ChemPET also makes process and by-product management easier while avoiding the use of flammable or hazardous materials.

This technology, as well as upcoming solutions, represents the industry's major push to increase not only recycling rates and recycled material quality, but also compliance with the regulations that plastic products must contain more recycled materials, and in the case of PET bottles, at least 25% recycled content, according to EU directives.

There are clear concerns over the mass balance approach to approximating the recycled content of individual plastic items and customer acceptance is critical. If recycling capacity is to grow however, and the move towards greater plastics circularity accelerated, then clearer policy support is required.

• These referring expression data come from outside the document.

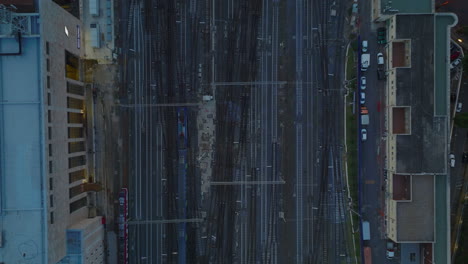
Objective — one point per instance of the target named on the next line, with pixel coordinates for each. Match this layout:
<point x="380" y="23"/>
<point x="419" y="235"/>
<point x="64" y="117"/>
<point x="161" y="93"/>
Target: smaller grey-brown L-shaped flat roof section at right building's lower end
<point x="415" y="218"/>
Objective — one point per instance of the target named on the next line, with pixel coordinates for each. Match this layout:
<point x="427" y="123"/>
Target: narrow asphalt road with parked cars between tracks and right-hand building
<point x="372" y="151"/>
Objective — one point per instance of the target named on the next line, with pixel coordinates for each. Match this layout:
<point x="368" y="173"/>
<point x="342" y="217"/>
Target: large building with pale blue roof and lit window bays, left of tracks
<point x="45" y="213"/>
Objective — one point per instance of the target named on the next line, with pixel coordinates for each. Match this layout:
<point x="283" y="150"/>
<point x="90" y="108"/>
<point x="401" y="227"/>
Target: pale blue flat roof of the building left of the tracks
<point x="22" y="172"/>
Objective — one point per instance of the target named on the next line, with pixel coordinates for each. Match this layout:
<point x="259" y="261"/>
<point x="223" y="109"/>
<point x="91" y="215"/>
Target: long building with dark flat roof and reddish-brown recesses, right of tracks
<point x="417" y="125"/>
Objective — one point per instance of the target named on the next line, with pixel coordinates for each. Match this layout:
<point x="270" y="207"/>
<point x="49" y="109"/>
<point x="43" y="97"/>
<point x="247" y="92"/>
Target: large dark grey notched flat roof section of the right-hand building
<point x="415" y="88"/>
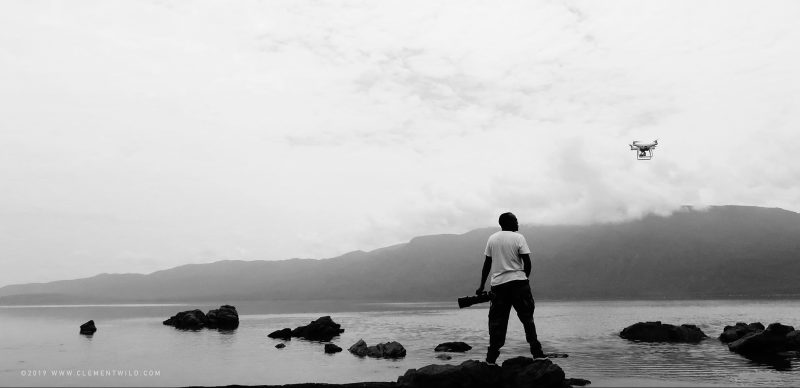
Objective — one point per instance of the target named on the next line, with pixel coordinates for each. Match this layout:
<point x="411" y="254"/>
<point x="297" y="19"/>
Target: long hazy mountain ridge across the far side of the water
<point x="728" y="251"/>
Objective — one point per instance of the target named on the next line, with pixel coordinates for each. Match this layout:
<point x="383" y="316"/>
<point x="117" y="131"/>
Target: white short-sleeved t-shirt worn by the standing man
<point x="504" y="247"/>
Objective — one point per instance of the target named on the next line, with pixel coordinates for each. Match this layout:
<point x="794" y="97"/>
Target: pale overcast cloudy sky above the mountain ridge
<point x="136" y="136"/>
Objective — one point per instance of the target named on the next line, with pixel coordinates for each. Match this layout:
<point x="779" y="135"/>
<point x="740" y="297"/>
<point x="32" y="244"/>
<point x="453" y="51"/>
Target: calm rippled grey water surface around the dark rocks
<point x="132" y="342"/>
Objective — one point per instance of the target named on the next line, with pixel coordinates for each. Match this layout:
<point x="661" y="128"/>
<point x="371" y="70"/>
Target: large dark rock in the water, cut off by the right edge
<point x="776" y="338"/>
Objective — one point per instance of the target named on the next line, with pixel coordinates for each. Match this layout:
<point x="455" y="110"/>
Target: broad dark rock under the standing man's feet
<point x="515" y="372"/>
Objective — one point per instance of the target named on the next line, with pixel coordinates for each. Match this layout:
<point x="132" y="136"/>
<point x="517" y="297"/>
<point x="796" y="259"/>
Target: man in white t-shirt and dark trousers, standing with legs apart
<point x="509" y="263"/>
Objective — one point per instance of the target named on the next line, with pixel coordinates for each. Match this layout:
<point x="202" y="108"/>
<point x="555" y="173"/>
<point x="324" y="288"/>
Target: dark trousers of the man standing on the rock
<point x="517" y="294"/>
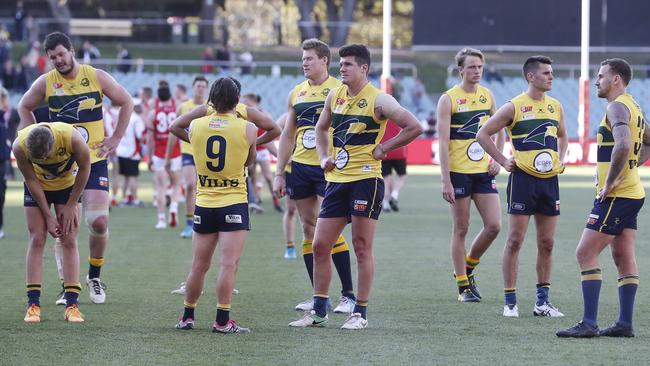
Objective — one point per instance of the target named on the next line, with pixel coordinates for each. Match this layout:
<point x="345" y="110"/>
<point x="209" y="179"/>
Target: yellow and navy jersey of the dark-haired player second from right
<point x="533" y="134"/>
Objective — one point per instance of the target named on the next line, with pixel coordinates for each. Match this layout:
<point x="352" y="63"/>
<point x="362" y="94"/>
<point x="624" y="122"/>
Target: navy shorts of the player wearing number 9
<point x="213" y="220"/>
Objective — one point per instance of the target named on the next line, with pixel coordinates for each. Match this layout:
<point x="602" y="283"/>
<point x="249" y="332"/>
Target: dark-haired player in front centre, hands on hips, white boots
<point x="358" y="112"/>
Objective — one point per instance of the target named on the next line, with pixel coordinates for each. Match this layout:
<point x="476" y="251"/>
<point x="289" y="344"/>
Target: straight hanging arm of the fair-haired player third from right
<point x="444" y="122"/>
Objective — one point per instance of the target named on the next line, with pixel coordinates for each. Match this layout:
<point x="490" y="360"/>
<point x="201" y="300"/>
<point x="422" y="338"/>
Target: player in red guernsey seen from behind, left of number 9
<point x="158" y="121"/>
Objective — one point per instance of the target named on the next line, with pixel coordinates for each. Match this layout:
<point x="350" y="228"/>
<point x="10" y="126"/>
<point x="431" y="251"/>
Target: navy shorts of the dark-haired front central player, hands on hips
<point x="360" y="198"/>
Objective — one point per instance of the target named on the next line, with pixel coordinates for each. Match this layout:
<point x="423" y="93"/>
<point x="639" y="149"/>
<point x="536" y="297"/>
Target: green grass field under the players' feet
<point x="414" y="317"/>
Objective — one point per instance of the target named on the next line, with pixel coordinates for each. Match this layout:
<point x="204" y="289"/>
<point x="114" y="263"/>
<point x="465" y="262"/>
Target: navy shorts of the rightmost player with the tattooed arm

The industry view is that the mass balance model can be based on credible third-party verification and certification. Chemicals trade group Cefic says that process losses and outputs, consumed as energy, should not count towards the recycled content targets. At present the sector lacks a standardised approach, with the commonly-used methodology behind mass balance remaining contentious.

In mechanical recycling mass balance can also refer to the process of using a credit system to substitute the use of recycled material in one end-use for another in order to meet sustainability targets.

The concept of greenwashing is coming under increasing scrutiny in the EU, with regulators announcing a stronger push on eliminating the practice as deadlines to reach certain thresholds for recycling and carbon abatement draw closer.

At present, many of the systems for quantifying decarbonisation and waste-reduction remain fragmented, with McKinsey noting that the environmental, social and governance (ESG) space is currently similar to the state financial reporting was in a century ago.

Systems are likely to become more standardised over time, but the complexity of chemical – and even mechanical – makes the process a complex one, with few easy answers.